Our central operational headquarters for Europe and the North and South Americas will be based in Lithuania. From here, we will provide services for the whole of Europe and North Americas. We made this decision after considering the flexibility of the Bank of Lithuania, the speed of the EMI licence issuance, the excellent specialists in the country’s labour market and, last but not least – the operational costs. Having taken all of these factors into account, we see that Lithuania is the most competitive country for fintech companies.

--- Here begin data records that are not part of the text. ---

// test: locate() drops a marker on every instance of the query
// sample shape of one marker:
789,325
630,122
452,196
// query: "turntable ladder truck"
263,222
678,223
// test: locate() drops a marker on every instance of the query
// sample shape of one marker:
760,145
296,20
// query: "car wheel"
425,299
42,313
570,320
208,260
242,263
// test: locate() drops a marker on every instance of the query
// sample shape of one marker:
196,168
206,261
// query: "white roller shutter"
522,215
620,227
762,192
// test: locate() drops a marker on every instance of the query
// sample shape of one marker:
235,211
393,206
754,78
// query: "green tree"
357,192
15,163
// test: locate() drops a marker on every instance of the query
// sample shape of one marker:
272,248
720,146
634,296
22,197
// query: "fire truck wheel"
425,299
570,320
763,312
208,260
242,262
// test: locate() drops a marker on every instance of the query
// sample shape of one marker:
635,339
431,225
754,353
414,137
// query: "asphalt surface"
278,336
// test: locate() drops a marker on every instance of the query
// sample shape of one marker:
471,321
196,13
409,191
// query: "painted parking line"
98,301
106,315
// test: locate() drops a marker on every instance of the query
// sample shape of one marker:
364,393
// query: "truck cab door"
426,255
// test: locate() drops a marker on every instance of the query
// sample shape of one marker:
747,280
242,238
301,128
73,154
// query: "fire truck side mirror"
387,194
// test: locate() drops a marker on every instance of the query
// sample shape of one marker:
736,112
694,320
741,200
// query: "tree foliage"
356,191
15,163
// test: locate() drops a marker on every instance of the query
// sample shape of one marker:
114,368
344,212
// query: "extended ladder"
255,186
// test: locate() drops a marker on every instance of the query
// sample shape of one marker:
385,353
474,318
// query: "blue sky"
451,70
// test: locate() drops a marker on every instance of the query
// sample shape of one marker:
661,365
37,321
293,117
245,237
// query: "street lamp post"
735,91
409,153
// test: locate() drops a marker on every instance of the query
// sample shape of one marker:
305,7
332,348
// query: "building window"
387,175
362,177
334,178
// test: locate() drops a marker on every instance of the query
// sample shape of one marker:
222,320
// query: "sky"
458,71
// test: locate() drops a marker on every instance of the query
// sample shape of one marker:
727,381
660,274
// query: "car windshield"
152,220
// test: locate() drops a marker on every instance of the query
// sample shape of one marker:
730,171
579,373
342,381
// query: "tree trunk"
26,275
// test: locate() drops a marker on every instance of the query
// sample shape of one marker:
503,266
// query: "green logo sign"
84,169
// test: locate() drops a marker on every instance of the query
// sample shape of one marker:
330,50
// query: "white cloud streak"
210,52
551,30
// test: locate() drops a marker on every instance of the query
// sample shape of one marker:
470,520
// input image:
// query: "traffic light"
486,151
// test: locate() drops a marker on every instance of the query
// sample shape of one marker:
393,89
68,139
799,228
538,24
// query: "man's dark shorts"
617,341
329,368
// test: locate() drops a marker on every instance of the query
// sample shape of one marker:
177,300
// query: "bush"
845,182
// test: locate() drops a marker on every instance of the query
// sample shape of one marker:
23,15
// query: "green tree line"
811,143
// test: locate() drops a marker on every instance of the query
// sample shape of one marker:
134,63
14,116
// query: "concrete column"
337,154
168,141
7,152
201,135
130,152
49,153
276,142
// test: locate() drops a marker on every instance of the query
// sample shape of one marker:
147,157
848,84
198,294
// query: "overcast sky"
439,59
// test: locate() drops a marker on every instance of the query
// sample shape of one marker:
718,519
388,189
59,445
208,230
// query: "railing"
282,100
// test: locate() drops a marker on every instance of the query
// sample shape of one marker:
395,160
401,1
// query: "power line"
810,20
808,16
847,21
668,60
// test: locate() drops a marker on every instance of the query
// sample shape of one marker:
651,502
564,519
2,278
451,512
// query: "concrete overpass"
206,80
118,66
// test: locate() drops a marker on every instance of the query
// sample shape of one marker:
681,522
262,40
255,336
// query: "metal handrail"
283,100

A rapidly-growing Singapore-headquartered start-up financial technology firm, InstaReM, will provide international money transfer services in Europe from Vilnius. The Bank of Lithuania issued an approval today for the Electronic Money Institution (EMI) licence to the company. InstaReM plans to employ 25 Information Technology and Customer Service specialists by the end of the year and gradually build up its team in Lithuania.
Searching for the most suitable location for investments, the representatives of the company considered the benefits of London as one of the key financial hubs in Europe, as well as many other countries in continental Europe.
Currently, the company provides services to individuals and businesses in Australia, Singapore, Hong Kong, Canada, India and Malaysia. The EMI licence issued by the Bank of Lithuania will allow operations in the common market of the European Union by passporting through the SEPA region. Moreover, in early 2018, InstaReM plans to apply for a specialised bank licence.
InstaReM has developed a strong internal training programme and aims to employ university graduates as well as experienced specialists. InstaReM foresees that a quarter of its employees will work in one of its major offices in Vilnius. Established in 2014, the company currently employs more than 100 staff.
“For several years, Lithuania has been working to improve the start-up ecosystem, providing more opportunities to young Lithuanian companies as well as rapidly growing new businesses from abroad. We have successful start-ups that have moved to Lithuania from neighbouring countries such as Russia or Belarus, but start-ups from Asia turn a new page in the history of the ecosystem,” said Minister of Economy Mindaugas Sinkevičius.
“In the sector of international financial transfers, Lithuania has discovered a market and shortly thereafter bridges of financial flows have appeared via Lithuania between the European Union and Israel, China and Singapore. The establishment of this company will make us part of an even bigger transatlantic network. Nevertheless, in the future, Lithuania should expand its range of specialisations in the fintech sector, which is rapidly attracting the interest of investors,” said Mantas Katinas, managing director of the investment promotion agency Invest Lithuania.
InstaReM is South East Asia’s largest digital cross-border payments company processing over 2 million transactions annually. The firm plans to invest approximately 3 million euros in its European operations over the next two years. InstaReM recently raised US$13 million from leading investors in Asia to fuel its expansion.